Becoming 'Me' Abroad
A montage from my trip to South Africa (photo credit: James Bridge)
I left the States for the first time when I was 18. I had just graduated from high school and the environmental science department was organizing a trip to Belize, but my parents suggested that I instead visit family in South Africa (where my dad lived until his early 30s). He would help me organize visits with cousins, aunts and uncles, and I had to pay for the international flight.
I wasn’t a confident traveler. In fact I wasn’t a very confident guy. Much of life was about comparing myself with other people and how I was perceived, whether I said the cool thing.
But I wasn’t nervous about traveling because I had family members waiting on the other side (even if I’d never met most of them). They would take me around, to the lighthouse at Umhlanga Rocks that my mom had snapped a photo of 17 years earlier; to eat oysters for the first time at Knysna; to the Garden Route and the bridge uncle Michael tricked my mother’s mother into spitting over, telling her it was good luck. My cousin Debbie would show me Cape Town even though she had a cold. Uncle Antony took me to the townships of Johannesburg where he worked. My cousin Sandra showed me the house where my dad grew up and the church where he was ordained. Sandra's husband Rob took me to a restaurant where I first tried oxtail. On another night they had an ostrich neck potjie (“poikee”), which remains one of the best things I’ve ever eaten. And on still another night with Rob and Sandra, they threw a dinner party.
Cape Town, South Africa (photo credit: James Bridge)
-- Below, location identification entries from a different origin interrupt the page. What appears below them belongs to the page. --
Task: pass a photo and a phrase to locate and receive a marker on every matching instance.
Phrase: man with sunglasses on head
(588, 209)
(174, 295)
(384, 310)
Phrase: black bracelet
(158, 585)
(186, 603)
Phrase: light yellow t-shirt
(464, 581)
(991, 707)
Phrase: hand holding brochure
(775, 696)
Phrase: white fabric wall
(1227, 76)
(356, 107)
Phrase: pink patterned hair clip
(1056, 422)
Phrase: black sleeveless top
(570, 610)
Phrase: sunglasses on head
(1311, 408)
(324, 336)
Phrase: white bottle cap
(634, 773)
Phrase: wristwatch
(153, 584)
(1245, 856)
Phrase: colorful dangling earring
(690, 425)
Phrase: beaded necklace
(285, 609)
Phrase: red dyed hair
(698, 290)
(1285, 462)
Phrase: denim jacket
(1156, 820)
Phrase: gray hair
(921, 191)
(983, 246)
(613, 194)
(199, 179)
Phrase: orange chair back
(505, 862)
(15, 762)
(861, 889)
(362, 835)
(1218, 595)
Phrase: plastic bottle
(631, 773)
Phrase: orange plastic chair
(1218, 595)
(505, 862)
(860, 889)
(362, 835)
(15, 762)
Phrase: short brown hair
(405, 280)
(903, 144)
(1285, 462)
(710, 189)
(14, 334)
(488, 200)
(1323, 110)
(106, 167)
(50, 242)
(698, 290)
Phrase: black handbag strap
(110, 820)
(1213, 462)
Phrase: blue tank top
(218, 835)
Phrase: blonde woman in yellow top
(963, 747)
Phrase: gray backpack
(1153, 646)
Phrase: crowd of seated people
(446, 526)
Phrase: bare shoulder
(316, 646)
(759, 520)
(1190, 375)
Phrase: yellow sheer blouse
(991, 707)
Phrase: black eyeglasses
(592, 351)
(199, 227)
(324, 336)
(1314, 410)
On the night of the dinner a South African friend of theirs who had travelled the U.S. suggested that I lived in the “boring” part of the country (I lived outside of Philadelphia). This was probably the first time I ever felt defensive about the place I lived. I said nothing because everyone was laughing and having a good time, but I clearly remember feeling offended, as if he had insulted me personally and had not simply made an innocent, offhand remark.
I’m not sure who I am now, and I most certainly didn’t know who I was at the time, but I guess it occurred to me in that moment, from across the Atlantic and six time zones in the future, that I am a person who comes from the northeast U.S., from a suburb north of Philadelphia. Now, I don’t know if that says much about me, but at the time it was something. It was something that I could identify by when I found myself among a group of locals in an entirely different place. Certainly I was being hypersensitive about his remark but that moment nonetheless defines for me the concept of self-identification, and how that process can be so salient when we’re abroad.
I went to college that fall, feeling proud to tell my new friends that I’d just travelled to South Africa. It seemed to make me more confident that I’d been there. Later I realized that it wasn’t so much the experience of having been there per se that made me more confident, but rather that I’d put a bit of distance between myself and the person I’d been all my life, giving me a few moments of clarity to reflect on that kid “James,” the teenager, the high school student, the one who wanted to be cool.
I’m preparing to return to South Africa for the first time in sixteen years and I can’t help but to wonder what kind of personal baggage I’ve picked up along the way, and whether it will come into focus when I stand again at Cape Point, or once again outside my dad’s childhood home, or at a dinner party with family or new strangers.